Faculty: Song Qian
ph.d. duke university 1995
Research and Teaching Interests:
- Environmental and ecological statistics
- Bayesian hierarchical models
- Water quality and watershed modeling
- Stream ecosystem response to disturbance
(419) 530-4230 | email@example.com
My research interest is in the development and application of quantitative methods for analyzing complex environmental and ecological data. An important feature of ecological study is that we use variables operating at different scales, some representing spatiotemporal scales and some representing conceptual scales. For example, regional annual means of temperature and precipitation represent local and instantaneous conditions; individual species compositions are observed and summarized to derive variables representing changes at a community or ecosystem level. In all cases, we observe data representing a fine spatiotemporal scale or at individual species level and we aggregate these observations to make inference at a larger spatiotemporal scale or at community level. Mathematically, the multiple levels in the data can be represented by the hierarchical structure of a Bayesian hierarchical/multilevel model. However, the full potential of the hierarchical modeling approach has yet to be explored. In the past five years, I have focused on using the Bayesian hierarchical modeling approach in several research areas: (1) harmful algal blooms in western Lake Erie, (2) stream ecosystem response to watershed urbanization, (3) effects of climate changes reflected in phenological changes in biological and nonbiological measures, (4) regional nutrient criteria and water quality management, (5) watershed modeling using Bayesian SPARROW, and (6) statistical issues in chemical measurement methods (with an emphasis on ELISA).

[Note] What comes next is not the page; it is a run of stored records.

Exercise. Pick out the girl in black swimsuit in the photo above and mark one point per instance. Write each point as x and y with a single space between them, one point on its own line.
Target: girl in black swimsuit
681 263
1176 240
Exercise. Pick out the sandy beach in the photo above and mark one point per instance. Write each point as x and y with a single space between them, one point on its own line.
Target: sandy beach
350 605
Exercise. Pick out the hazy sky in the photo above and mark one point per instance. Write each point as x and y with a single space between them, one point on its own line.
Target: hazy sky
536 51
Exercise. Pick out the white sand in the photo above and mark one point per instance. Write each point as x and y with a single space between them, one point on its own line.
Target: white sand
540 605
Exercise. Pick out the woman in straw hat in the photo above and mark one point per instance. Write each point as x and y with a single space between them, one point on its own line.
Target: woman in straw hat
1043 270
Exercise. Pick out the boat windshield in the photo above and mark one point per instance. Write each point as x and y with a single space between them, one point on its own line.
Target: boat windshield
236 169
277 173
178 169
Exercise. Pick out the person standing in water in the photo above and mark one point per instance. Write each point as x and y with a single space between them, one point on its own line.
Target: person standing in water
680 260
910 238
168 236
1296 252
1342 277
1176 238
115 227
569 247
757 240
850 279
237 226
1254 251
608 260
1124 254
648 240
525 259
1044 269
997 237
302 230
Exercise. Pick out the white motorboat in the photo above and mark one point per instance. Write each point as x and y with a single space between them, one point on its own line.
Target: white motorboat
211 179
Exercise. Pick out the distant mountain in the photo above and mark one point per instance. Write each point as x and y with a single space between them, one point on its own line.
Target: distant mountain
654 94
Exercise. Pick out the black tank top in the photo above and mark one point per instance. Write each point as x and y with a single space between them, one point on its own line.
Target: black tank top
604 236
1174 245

I advise graduate students on thesis and dissertation research in (1) food web structure along a productivity gradient in Lake Erie (Bayesian networks modeling), (2) effects of conservation practices in controlling nutrient loss from agriculture fields (statistical causal inference), (3) effects of shoreline structure on nearshore fish community in Lake Erie (Bayesian generalized linear modeling, (4) detecting large fish target using hydro-acoustics (Bayesian hierarchical modeling), (5) long-term frog population dynamics in northwestern Ohio (multilevel modeling), and (6) assessing the potential of grass carp spawning in Lake Erie tributaries (Bayesian GLM and networks model).
At graduate level, I teach two required courses (1) Advanced environmental data management and (2) Advanced biostatistics on an annual basis. I also teach Environmental models and introduction to Bayesian statistics every other year. In addition I offer a number of special topics courses.
At undergraduate level, I have taught biodiversity (an introductory biology course) and introduction to environmental science.